1. Cash, Cash Equivalents, and Marketable Securities. Between 2013 and 2021, defendants included “cash” holdings of as much as $93.1 million for President Trump’s minority stake in Vornado Partnership Interests (Vornado). Defendants did so even though President Trump did not control the partnership, and thus did not have the right to use or withdraw funds held by Vornado.
2. Trump Park Avenue. Defendants valued Trump Park Avenue, a residential building in Manhattan, between $90 million and $350 million between 2011 and 2021, despite an appraisal of only $72.5 million. The appraisal, unlike defendants’ valuations, correctly accounted for many of the unsold residential units as rent-stabilized units, not market rate units. Rent-stabilized units are less valuable than market rate units.
3. 40 Wall Street. Defendants valued 40 Wall Street between $525 million and $796 million between the years of 2011 and 2021, despite appraisals ranging between $200 million and $540 million.
4. Seven Springs. Defendants valued Seven Springs, a 212-acre parcel of land in Westchester, between $261 million and $291 million between 2011 and 2021, despite a 2000 appraisal reflecting that the “as-is” market value for residential development was only $25 million.
5. The Triplex. Defendants misrepresented that President Trump’s condominium apartment in Trump Tower (the Triplex) occupied 30,000 square feet, instead of its actual 10,996 square footage and inflated the price per square foot, resulting in valuations ranging between $80 million and $327 million from 2011 through 2021, and inflating its value by up to $200 million through 2017.

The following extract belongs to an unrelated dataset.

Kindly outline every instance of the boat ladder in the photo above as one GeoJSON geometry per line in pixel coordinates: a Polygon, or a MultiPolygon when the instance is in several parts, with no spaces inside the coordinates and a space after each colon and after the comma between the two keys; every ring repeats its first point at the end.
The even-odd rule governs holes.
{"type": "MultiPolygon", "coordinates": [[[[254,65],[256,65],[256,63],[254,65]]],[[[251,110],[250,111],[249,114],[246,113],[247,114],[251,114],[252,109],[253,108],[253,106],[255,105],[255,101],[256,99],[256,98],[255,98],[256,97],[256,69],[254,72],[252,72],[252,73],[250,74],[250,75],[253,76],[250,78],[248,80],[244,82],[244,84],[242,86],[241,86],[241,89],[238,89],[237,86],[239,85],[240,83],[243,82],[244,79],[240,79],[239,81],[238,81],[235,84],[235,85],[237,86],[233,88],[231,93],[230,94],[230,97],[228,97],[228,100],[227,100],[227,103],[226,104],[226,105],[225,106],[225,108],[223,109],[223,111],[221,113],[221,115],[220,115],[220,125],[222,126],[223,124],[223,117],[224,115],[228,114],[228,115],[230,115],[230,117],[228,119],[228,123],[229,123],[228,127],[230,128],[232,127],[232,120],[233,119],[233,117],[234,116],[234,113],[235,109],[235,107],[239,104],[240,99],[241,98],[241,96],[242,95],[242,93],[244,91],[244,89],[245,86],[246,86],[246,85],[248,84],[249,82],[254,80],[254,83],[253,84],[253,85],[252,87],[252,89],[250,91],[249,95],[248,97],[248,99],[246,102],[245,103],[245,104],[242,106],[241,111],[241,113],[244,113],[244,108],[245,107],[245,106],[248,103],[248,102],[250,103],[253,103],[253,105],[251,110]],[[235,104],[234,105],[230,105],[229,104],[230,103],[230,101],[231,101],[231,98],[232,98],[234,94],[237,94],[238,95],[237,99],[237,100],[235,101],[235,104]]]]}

6. Mar-a-Lago. Defendants’ valuations for Mar-a-Lago did not consider land restrictions and limitations that were agreed to and signed by President Trump, and which precluded the use of the property for anything other than a social club in exchange for reduced real estate and income tax benefits. As discussed at greater length below, each SFC between 2014 and 2021 overvalued Mar-a-Lago as if it could be sold as an unrestricted private residential property, contrary to the reality that Mar-a-Lago’s use was restricted to a social club.
7. Aberdeen. Defendants valued the Aberdeen golf property in Scotland as if over 2,500 private residences could be constructed and sold, when defendants obtained approval to develop less than 1,500 accommodations – most of which were unprofitable short-term rentals. Subsequently, defendants based their valuations on the assumption that 2,035 private homes could be developed and sold despite the Trump Organization’s application to reduce the project to 550 residences due to lack of profitability, which was approved. From year to year, the SFCs inflated the value of this property between $59 and $283 million.
8. Brand Premium. Defendants inflated the values of golf club properties between 15% to 30% based on the value purportedly associated with the Trump brand name, even though the SFCs provided that “goodwill attached to the Trump name has significant financial value that had not been reflected in the preparation of this financial statement.”